If you're on a team that is motivated to ride between 11pm and 5am, harden up, get out there, and enjoy the quirkiness of singletrack at night.

Night riding forces you to hold your head high and ignore every small detail of the track. This will absolutely make you a smoother, faster rider in the daylight too.

In the spirit of decadence, buy, borrow or beg for the best lights you can get your gloves on.
(The trail looks different at night - Aurora Images)

4. Chase your mates.
You have two options for mate chasing during your lap. Option one: your mate leaves transition a little ahead of you in a rival team. Chase. If roles are reversed, be chased.

Option two: Stuff a quick transition. Stall near the start line and commence your lap at the same time as a mate in a rival team. Heckle each other the whole lap long. Remember to be respectful of slower and faster riders. It's their event too.

5. Admire all the bike bling.
A big 24 attracts pop-up marquees filled with products, demos and people who work in the bike industry. Wander around the event centre, chat, ogle, take it all in. Book a demo bike for a lap and enjoy discovering how different technologies translate to the trails.

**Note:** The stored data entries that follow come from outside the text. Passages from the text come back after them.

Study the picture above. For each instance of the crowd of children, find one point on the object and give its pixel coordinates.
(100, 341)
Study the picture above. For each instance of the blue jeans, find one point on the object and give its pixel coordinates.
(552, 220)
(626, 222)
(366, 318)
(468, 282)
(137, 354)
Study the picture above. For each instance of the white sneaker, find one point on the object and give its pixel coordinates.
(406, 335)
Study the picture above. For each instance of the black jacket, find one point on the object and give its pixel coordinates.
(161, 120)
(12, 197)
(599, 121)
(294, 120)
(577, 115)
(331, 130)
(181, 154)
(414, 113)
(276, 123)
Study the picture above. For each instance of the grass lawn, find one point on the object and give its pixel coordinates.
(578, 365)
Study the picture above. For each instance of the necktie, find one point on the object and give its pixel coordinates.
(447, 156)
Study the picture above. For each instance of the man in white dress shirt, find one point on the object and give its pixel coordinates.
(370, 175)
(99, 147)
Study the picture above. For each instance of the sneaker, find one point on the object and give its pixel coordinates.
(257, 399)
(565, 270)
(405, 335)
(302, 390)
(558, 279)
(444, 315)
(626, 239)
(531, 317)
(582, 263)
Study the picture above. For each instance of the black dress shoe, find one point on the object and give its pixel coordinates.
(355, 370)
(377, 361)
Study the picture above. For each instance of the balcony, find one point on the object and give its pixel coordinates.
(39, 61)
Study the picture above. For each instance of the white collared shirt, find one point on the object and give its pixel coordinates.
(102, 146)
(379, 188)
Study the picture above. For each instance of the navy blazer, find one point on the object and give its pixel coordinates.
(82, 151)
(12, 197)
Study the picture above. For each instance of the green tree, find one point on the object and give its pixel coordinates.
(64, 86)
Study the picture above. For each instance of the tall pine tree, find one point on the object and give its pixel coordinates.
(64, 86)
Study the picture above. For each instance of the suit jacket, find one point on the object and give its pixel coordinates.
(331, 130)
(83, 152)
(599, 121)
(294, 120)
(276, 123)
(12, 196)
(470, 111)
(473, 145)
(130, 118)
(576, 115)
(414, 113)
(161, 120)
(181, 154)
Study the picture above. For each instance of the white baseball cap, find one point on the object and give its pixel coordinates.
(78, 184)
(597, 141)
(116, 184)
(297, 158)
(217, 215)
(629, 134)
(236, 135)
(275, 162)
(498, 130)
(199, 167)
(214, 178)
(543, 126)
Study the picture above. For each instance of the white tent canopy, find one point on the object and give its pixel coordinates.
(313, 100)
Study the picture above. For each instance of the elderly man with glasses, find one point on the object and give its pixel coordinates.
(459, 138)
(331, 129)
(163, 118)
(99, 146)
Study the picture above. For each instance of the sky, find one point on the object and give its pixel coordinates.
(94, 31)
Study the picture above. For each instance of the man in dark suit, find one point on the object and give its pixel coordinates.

When you're done with the event centre, take the time to admire the bikes of your competitors too. The Cairns World Cup has been and gone (and will come again in 2016), but a surprising number of weekend warriors will have bikes rivaling those of the pro-XC field. Feel satisfied by trying to beat their lap times too.

6. Zen out every now and then and soak up the bigness.
With up to 3000-odd competitors, events like the Mont offer riders a lot to absorb. Take a moment every now and then to let it sink in. Bands playing in the forest at night, banter between team-mates in the small hours, a sprawling village that appears and disappears on the hillside, those moments when you're riding through sweet singletrack and don't see a soul.
(The twisty trails of the Mont 24 Hour course always make an extra lap seem like a good idea - Aurora Images)

If you find yourself getting stressed out about lap times and fast transitions once the racing begins, give yourself a shake and remember there's far more to a good 24 than being out of breath at the finish line.

If you're thinking about entering one of these events, but the perceived 'racey-ness' of it is holding you back, consider this article a gentle prod for locking one in one anyway and enjoying the 'event-ness' of it instead.